The evaluation was performed according to the following evaluation criteria, and the results are summarized in Table 9 below. (Evaluation criteria) Example is very good 3 Example is considerably better 2 Example is slightly better 1 No difference 0 Comparative example is slightly better -1 Comparative example is much better − 2 Comparative example is much better -3

[0032]

[Table 9]

Results of the tyrosinase activity suppression test (Table 1), hyaluronidase activity suppression test results (Tables 2 to 4), active oxygen suppression test results (Table 5), antioxidant tests (Tables 6 and 7), use As is clear from the test (Table 9), the cosmetic containing the solvent extract of Streptomyces cerevisiae according to the present invention suppresses the activity of tyrosinase, the activity of hyaluronidase and active oxygen, and prevents whitening, rough skin, luster and skin. It turned out to be effective for the beam.

[0034]

According to the present invention, there is provided a highly safe cosmetic which has a high whitening effect, suppresses the activity of hyaluronidase, and is effective for rough skin.

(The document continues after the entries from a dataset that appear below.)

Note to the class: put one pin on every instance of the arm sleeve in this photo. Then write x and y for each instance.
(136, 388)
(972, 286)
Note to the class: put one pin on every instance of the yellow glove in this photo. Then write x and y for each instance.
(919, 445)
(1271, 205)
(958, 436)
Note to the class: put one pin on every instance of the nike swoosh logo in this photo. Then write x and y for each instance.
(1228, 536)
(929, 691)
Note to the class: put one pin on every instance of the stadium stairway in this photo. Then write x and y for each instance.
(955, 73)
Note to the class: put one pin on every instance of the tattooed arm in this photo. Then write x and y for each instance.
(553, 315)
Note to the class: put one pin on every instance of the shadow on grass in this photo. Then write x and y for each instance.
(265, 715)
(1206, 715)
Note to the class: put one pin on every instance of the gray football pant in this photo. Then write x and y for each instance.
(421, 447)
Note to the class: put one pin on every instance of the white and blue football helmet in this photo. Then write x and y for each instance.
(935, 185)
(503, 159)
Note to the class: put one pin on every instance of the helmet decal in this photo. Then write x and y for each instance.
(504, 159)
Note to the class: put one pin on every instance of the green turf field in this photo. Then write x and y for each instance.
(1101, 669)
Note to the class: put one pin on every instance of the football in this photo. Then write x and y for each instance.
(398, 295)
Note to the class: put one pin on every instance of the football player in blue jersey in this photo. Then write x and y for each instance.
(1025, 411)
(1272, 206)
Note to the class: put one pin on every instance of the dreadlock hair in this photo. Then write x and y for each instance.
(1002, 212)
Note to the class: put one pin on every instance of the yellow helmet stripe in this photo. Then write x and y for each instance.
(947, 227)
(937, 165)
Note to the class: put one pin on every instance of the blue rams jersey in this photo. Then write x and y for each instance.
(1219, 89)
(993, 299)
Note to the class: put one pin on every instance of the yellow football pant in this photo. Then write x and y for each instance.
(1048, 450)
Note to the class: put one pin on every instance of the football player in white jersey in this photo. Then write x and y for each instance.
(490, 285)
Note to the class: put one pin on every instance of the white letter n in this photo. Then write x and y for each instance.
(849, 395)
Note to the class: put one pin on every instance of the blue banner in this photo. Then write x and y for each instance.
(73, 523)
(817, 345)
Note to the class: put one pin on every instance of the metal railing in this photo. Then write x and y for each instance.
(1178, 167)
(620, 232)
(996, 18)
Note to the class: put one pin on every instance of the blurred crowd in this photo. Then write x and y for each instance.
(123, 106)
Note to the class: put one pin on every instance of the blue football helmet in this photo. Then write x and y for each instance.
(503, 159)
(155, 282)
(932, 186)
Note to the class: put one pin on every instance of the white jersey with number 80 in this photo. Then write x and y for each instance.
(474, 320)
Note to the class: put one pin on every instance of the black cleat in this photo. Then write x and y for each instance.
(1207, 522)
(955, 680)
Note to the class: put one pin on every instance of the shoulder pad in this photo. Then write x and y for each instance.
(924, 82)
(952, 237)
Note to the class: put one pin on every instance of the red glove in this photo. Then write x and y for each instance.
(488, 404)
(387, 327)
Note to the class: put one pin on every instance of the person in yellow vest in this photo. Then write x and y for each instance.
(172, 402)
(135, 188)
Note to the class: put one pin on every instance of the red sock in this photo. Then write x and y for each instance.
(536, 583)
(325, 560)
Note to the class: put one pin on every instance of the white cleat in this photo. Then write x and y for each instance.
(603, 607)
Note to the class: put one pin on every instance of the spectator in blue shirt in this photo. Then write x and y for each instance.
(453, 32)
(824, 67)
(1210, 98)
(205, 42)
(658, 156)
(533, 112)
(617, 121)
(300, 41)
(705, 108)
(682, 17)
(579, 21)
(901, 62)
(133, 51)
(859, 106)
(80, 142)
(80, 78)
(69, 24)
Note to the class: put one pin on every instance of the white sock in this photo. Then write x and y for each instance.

──────────────────────────────────────────────────続 き Continuation of the front page (72) Inventor Kenji Shimomura 3-16-32 Funae, Ise City, Mie Prefecture (72) Inventor Masami Nakamura 6-32, Ikegami-cho, Toba City, Mie Prefecture (56) References JP-A-3-3 201969 (JP, A) JP-A-5-310587 (JP, A) JP-A-52-82711 (JP, A) (58) Fields investigated (Int. Cl. ⁷ , DB name) A61K 7/00-7 / 50

Claims (1)

(57) [Claims] [Claim 1] Lagerstroemia sp.
cosmetics containing a solvent extract of eciosa).